The challenge is with the swagger spec, the validation is located on the object itself and not on the endpoint, so even if we could look at the CustomizeValidatorAttribute, if there are two actions that use the same object, the rulesets would collide for this scenario.

class FooController 
{
    [CustomizeValidatorAttribute(RuleSet="create")]
    public void CreateFooAction(FooModel foo);

    [CustomizeValidatorAttribute(RuleSet="update")]
    public void UpdateFooAction(FooModel foo);
}

class FooModel
{}

NSwag would generate an endpoint for create and update; however, the endpoints in the swagger spec would reference the same FooModel, which is where the swagger spec defines the validation requirements.

"requestBody": {
    "x-name": "command",
    "description": "Create foo command.",
    "content": {
        "application/json": {
            "schema": {
              "$ref": "#/components/schemas/FooModel"
            }
        }
    },
    "required": true,
    "x-position": 2
},
"FooModel": {
    "type": "object",
    "description": "Fooo Result",
    "additionalProperties": false,
    "required": [
        "items"
    ],
    "properties": {
        "foo": {
            "type": "string",
            "description": "Foo",
            "minLength": 1, // Validations used by both create and update actions due to object reference from action request definition
        }
},

Thoughts?

t-mxcom commented 3 years ago

Thanks, Geoffrey, for your answer!

I added two more operations to your example:

class FooController 
{
    [CustomizeValidatorAttribute(RuleSet="create")]
    public void CreateFooAction(FooModel foo);

    [CustomizeValidatorAttribute(RuleSet="update")]
    public void UpdateFooAction(FooModel foo);

    [CustomizeValidatorAttribute(RuleSet="another,default")]
    public void AnotherFooAction(FooModel foo);

    [CustomizeValidatorAttribute(RuleSet="*")]
    public void UltimateFooAction(FooModel foo);
}

class FooModel
{}

I think it's necessary to generate multiple models/types to support different rule sets.

Idea 1 Append the type name with the rule set name(s) This could be FooModel_Create and FooModel_Update to cover CreateFooAction and UpdateFooAction. Both containing the same members but with different validation information assigned.

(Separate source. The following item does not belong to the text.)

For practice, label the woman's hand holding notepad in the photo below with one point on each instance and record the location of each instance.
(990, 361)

It also is possible to specify more than one rule set in CustomizeValidatorAttribute by delimiting the names (including default) with a comma (see AnotherFooAction with will result in FooModel_AnotherDefault) or even applying all rule sets by typing * (see UltimateFooAction which will result in FooModel_All).

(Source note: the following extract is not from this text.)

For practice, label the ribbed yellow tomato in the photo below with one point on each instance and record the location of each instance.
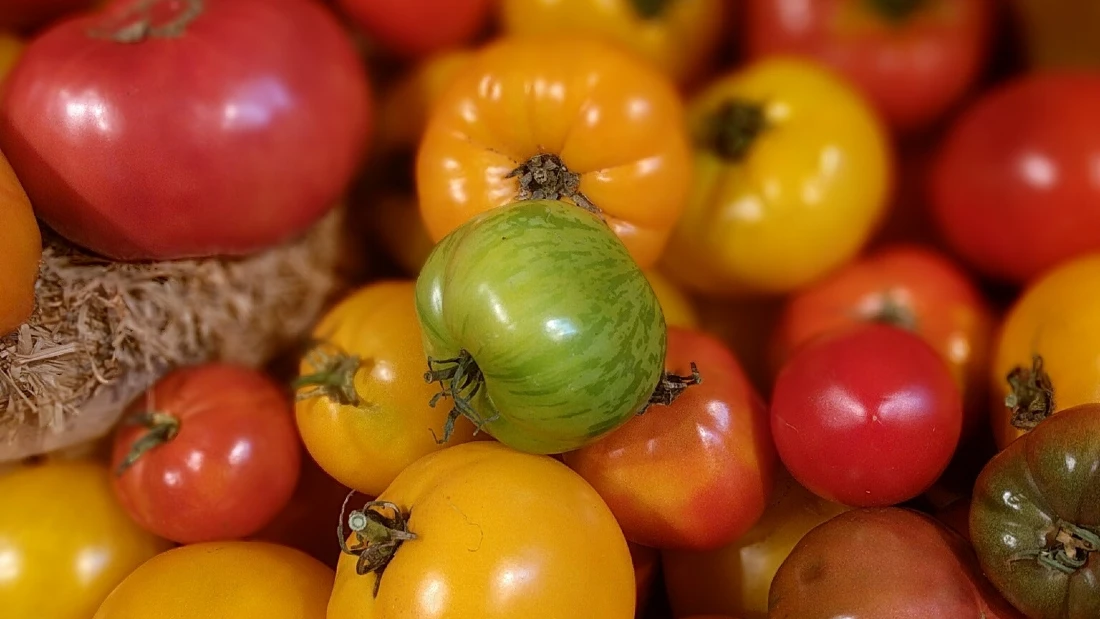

Idea 2 Define a type for every operation that needs it This will create CreateFooAction_FooModel, UpdateFooAction_FooModel, AnotherFooAction_FooModel and UltimateFooAction_FooModel in this case if we assume the type name is simply prefixed with the operations name.

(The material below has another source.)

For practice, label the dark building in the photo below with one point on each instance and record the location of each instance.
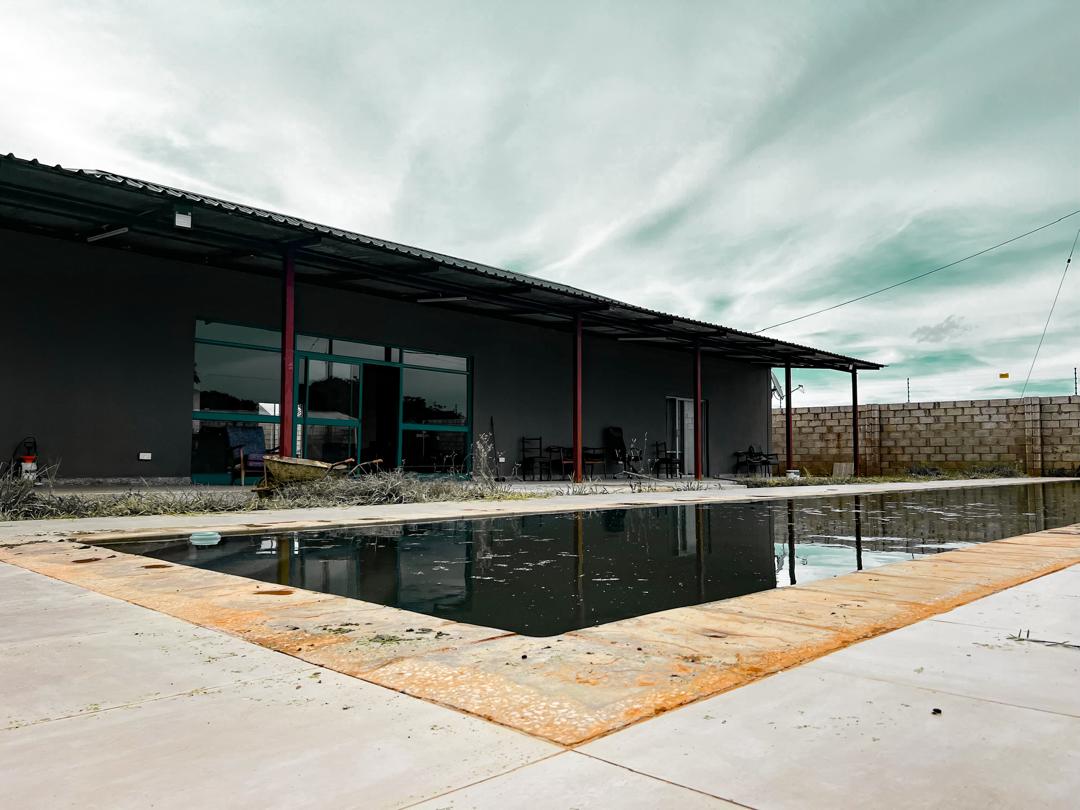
(149, 332)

Resume In my opinion, Idea 1 could keep the number of types defined as low as possible, as operations using the same rule set(s) could share the same type. But if multiple rule sets are specified, it will need a strategy to detect equally validated types (for example if the CustomizeValidatorAttribute is applied having the rule set names specified in different order) and using all specified rule set names to build the type names could lead to quite long names. Idea 2 will help to create clearly and understandable named types but just defining a new type for each operation would result in a lot of equal type definitions.

So will a combination of both be the best solution? What do you think about it?